Położone już na zagłębiowskim brzegu Brynicy Bobrowniki to wspaniała panorama i liczne schrony – zabytki fortyfikacji.
Bobrowniki nieprzypadkowo zwróciły uwagę służb inżynieryjnych Wojska Polskiego, gdy projektowano fortyfikacje broniące Górnego Śląska. Wyniosłe wzgórze dominujące nad zakolem Brynicy naprzeciwko Piekar Śląskich cechowały naturalne walory obronne. Dochodziła też możliwość prowadzenia dalekiej obserwacji (piękna panorama na Śląsk i Zagłębie) – a więc i ognia artylerii. Obecnie przez środek tego wzgórza przebiega wykop, którym wiedzie ruchliwa autostrada A1. Prowadzi dosłownie po miejscu, gdzie kiedyś stał jeden z bojowych schronów. Ocalał na szczęście inny, dobrze dziś widoczny na wysokiej skarpie. To bardzo charakterystyczny punkt krajobrazu. Jest doskonale widoczny z dołu i ujrzeć go może każdy, kto przejeżdża tą trasą. Tak wygląda z bliska:
W Bobrownikach znajdują się dwa potężne tradytory. Armaty tego tutaj – południowego – we wrześniu 1939 ostrzeliwały Bytom:
Z tradytora południowego roztacza się rozległa panorama od Bytomia aż po Będzin, a przy odpowiedniej pogodzie można zobaczyć nawet góry:
Podobny widok miał przed sobą obserwator artylerii w tej kopule pancernej:
A takie możliwości ostrzału posiadały polskie baterie z Bobrownik (szkic z niemieckiej analizy fortyfikacji IIRP sporządzonej po ich zajęciu):
Skutki ostrzału Bytomia przez działa polskich tradytorów m.in. z Bobrownik (niezbyt celnego, bo mimo iż był wymierzony w obiekty wojskowe, to ucierpiały też cywilne zabudowania) utrwaliła niemiecka kronika filmowa:
Film miał charakter propagandowy. Świadczy o tym m.in. fakt, że pokazano na nim niewybuchy „polskich” pocisków – tyle że znacznie większego kalibru, aniżeli jakiekolwiek działa w polskich schronach:
Koniecznie odwiedźmy też Namiarki w samym łuku Brynicy. Przywita nas tam odnowiony schron bojowy:
A i ten oto restauruje właśnie stowarzyszenie „Pro Fortalicium”:
Wejścia do schronów często są zasypane – jak do tego tutaj, nieopodal sklepu:
Jeszcze sugestywniej wygląda schron położony kilkaset metrów od poprzedniego:
Nic dziwnego, że zrodziły się legendy o podziemnych połączeniach tych obiektów. Ale WP nie stać było na takie luksusy.

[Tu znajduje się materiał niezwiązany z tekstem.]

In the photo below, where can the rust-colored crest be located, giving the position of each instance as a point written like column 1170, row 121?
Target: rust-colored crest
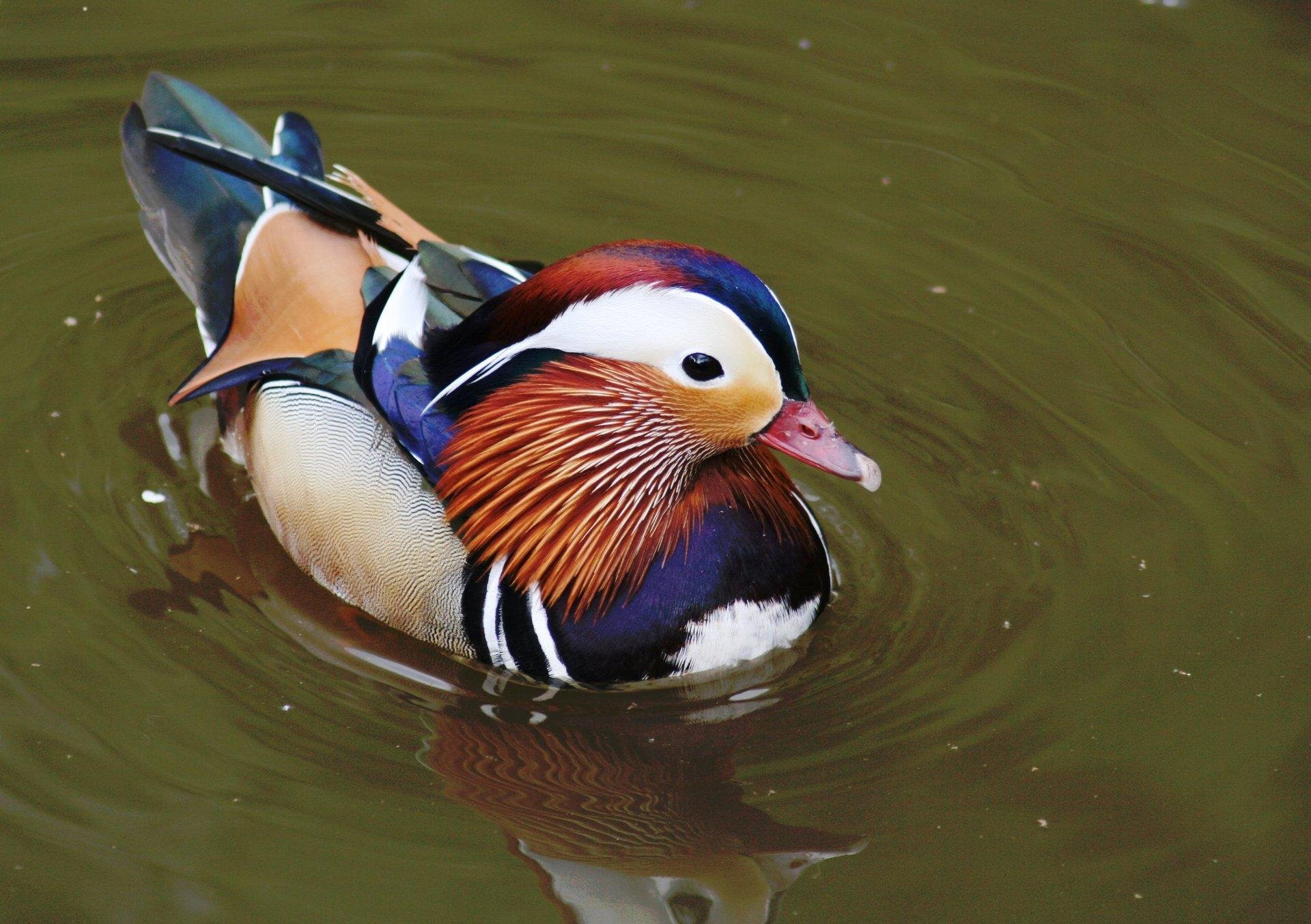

Dawne koszary w Bobrownikach mieszczą przedszkole:
Swoją drogą, losy koszar wojsk fortecznych O. W. „Śląsk” to temat na kolejną wycieczkę – którą już zapowiadam. Zaś póki co – proszę zwrócić uwagę na owe zielone przybudówki widoczne po bokach budynku. Są to ni mniej, ni więcej, tylko niegdysiejsze, zintegrowane z główną bryłą obiektu schrony bojowe.